If you have ever traded any form of cryptocurrency, this one question is more than likely to have surfaced.
“When is a good time to buy?”
While some may flock to social media for the answer, learning to identify them by yourself is essential in the long run. Chart patterns are an important form of this and come in many forms.
Understanding Chart Patterns
Chart patterns, sometimes known as price patterns, are a recognizable configuration of price movement that is identified using a series of trendlines or curves – according to Investopedia.
Basically, traders will recognize patterns and use them, hoping that prices will move similarly.
While this may seem like astrology, price patterns derive their fundamentals from locating pools of liquidity where demand and supply have a strong impact.
By using these price patterns, we can make better guesses as to which direction the market is leaning towards.
Double Top/ Bottom
One of the best introductions to chart patterns is double tops/ bottoms.

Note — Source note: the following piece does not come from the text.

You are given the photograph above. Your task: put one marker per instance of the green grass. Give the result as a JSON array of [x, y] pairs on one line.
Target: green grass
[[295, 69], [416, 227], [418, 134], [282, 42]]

These are represented by price action getting rejected twice from a key resistance level. It often occurs after a break past recent highs.
On a macro level, $BTC was rejected from the $69K range twice, which showed clear signs of a top.
Even on a shorter timeframe, we can see that demand dried up on $BTC as it was trying to break past the $69K range. This subsequently led to a lot of selling, as traders realized that the upside was limited.
Some traders prefer to use a “triple tap” method instead of a double bottom/top, to guarantee that demand or supply has dried up.
Here, $NEAR taps the $3.082 mark twice, and the price attempts to break out below it. However, once it rebounds from the third tap, a 50% run occurs.
By getting further confirmation on the third tap, traders try to get a higher win rate, even if fewer trades can be placed.
Head & Shoulders
A head and shoulders pattern indicates a bullish-to-bearish reversal, and is identified by three peaks, with the middle one being the highest.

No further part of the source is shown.